I think the main reason I don't like UFC is that I miss boxing. There was a comforting sameness to boxing. No matter who is fighting whom, there is one set of rules by which both combatants compete. In cage fighting, almost anything goes. By that rationale, one might as well have the Cleveland Cavaliers show up to run the pick and roll against the Bears defense this Sunday. Or Burger King might run horrible commercials in which the whoppers are portrayed as a human family. I keep hoping that one day I'll wake up and those commercials will just have been a nightmare.

I know it's a strange thing to write on Muhammad Ali's birthday, but I've been wanting to go on about this stuff for a little while now, and I'm still trying to face the reality of a Pats-Colts showdown for the right to play in the Super Bowl. Would that there were a way for them to tie and the Bears and Saints play for all the marbles.And there's the Jason Kidd divorce situation. I find it amusing that he has accused his wife of intolerable cruelty when he pled out on charges of punching her in the face. But there will, I think, be a whole series of amusing revelations emerging in that divorce.

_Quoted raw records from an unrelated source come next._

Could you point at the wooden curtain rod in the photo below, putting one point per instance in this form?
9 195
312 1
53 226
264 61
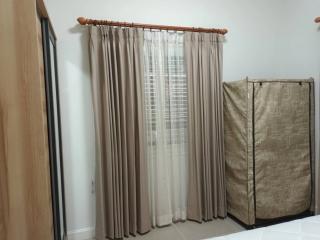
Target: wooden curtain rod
85 21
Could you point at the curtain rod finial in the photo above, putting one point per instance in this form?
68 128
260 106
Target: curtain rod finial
82 20
224 31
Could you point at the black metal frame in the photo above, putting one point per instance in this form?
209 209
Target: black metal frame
268 222
47 39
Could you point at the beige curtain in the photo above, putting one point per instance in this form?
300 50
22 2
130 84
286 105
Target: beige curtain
206 188
122 198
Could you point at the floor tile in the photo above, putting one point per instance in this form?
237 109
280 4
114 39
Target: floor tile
164 233
195 231
192 231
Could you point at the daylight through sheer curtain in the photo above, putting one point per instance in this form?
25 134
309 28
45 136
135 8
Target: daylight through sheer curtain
166 124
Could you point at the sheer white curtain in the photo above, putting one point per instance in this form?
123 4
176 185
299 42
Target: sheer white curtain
166 119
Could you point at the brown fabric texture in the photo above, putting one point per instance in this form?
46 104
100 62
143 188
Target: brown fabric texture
117 80
236 155
206 187
277 156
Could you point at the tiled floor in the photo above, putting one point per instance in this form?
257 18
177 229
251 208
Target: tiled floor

But we have a moral quandary in the tool of the week award. First because there is a tie. This nitwit on YouTube is certainly worthy of mention. As impressive as it is to sink trick shots on a pool table, the accomplishment loses a little bit of luster as soon as you videotape it. But when you sync it up to a little teen angst music and post it on YouTube, you just cry out to the world that you are a guy who never moved on emotionally from the days when you ruled the pool hall in the mean streets of the suburbs and all the overweight women thought you would be the ideal father for illegitimate child 3.

I feel a little bit bad about it, but this guy deserves it too. He might not deserve it as much, since he didn't go into all the effort that our trick shot artist did. Plus the guy's audience was tooling on him already. But the fact still remains that he was drawing freehand circles, and he just wasn't very cool.I don't know if one can look cool drawing freehand circles, but I'm willing to bet that this particular person couldn't look cool, no matter what he did.

But the moral quandary, aside from mocking total strangers who may possess strange ass-kicking powers, is that it isn't much cooler to link to these videos and make my snappy comments than it is to make them in the first place. After all, I watched these videos. I feel a little better that I found these videos through a friend rather than searching for them myself. He sent me the link to the freehand circle guy because I had an algebra teacher who used to draw perfect freehand circle. I wouldn't say he looked cool doing it, but it was a damn sight cooler than the video from YouTube. But the fact remains that these tools made their videos and I looked at them, so who is the real tool here?

2 comments:

Anonymous said...

I agree. There are far to many belt avaliable today - almost every boxer has at least one belt.
Its also annoying as boxers have to fight loads of people to become an undisputed champion of a division.

Anonymous said...

Some of the blame has to be put onthe promoters. Most of the fights you see on TV are pretty weak. Nobody is putting two hard-hitting guys together to see who's the best, it's mostly just some guy with some random belt sparring with the bum of the week. Neither one is trying to win, they're jsut trying not to get hurt without expending too much effort. I've seen WNBA games with tougher fights.